Wednesday, November 18, 2009

Land Securities impresses with half-year figures - UKCIG

Land Securities this morning delivered a strong set of half-year results, outperforming both its big rival British Land and the overall market.

The UK’s largest listed property company revealed a drop of 2.7% in its net asset value to 622p a share in the six months to 30 September. This was driven by a 1.4% drop in the value of its portfolio, which is commendable, given that UKCIG property values did not stop falling until July.

The fall was 1.1% better than the Benchmark Investment Property Databank Quarterly Universe and 1% better than British Land’s 2.4% value fall, announced yesterday, over the same period

The London portfolio rose by 0.5%, while retail dropped by 3.6%.

“We are pleased that our portfolio has outperformed the market index, and that we have delivered our plans for balance sheet management through treasury activity and asset disposals,” said chief executive Francis Salway.

“We are confident that, from the low point in July 2009, property values will rise over the next five years with the profile characterised by ripples rather than pure straight-line growth as residual risks and imbalances in financial markets play out.”

LandSecs has £750m to spend in its target markets of central London offices and retail.

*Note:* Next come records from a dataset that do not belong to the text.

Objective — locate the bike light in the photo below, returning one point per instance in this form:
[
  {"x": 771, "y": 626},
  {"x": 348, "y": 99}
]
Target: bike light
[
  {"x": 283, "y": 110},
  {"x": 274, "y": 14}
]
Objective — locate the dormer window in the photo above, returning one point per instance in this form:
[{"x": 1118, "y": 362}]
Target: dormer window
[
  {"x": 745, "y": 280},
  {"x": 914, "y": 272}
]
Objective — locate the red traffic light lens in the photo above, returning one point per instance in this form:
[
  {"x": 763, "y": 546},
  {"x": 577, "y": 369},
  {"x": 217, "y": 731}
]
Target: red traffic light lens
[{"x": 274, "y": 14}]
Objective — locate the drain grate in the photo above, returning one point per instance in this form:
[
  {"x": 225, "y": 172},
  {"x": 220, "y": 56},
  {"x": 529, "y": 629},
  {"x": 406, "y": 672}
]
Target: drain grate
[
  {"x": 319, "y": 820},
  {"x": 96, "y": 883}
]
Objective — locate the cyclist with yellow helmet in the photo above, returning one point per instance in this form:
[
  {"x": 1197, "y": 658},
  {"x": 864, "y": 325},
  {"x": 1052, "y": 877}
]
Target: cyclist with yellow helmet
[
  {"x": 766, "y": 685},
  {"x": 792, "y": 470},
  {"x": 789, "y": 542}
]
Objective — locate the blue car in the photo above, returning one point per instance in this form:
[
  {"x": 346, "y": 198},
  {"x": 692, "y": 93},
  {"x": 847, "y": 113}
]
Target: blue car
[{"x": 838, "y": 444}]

It is carrying out three developments in the West End, which will start next year for completion at the end of 2012 and 2013, and is seeking income-producing shopping centres and retail parks.

“We are prepared to be patient for the best opportunities and we will not rush our investment programme, as we expect a broader range of opportunities to emerge once banks begin to take action on their property loan portfolios,” said Salway.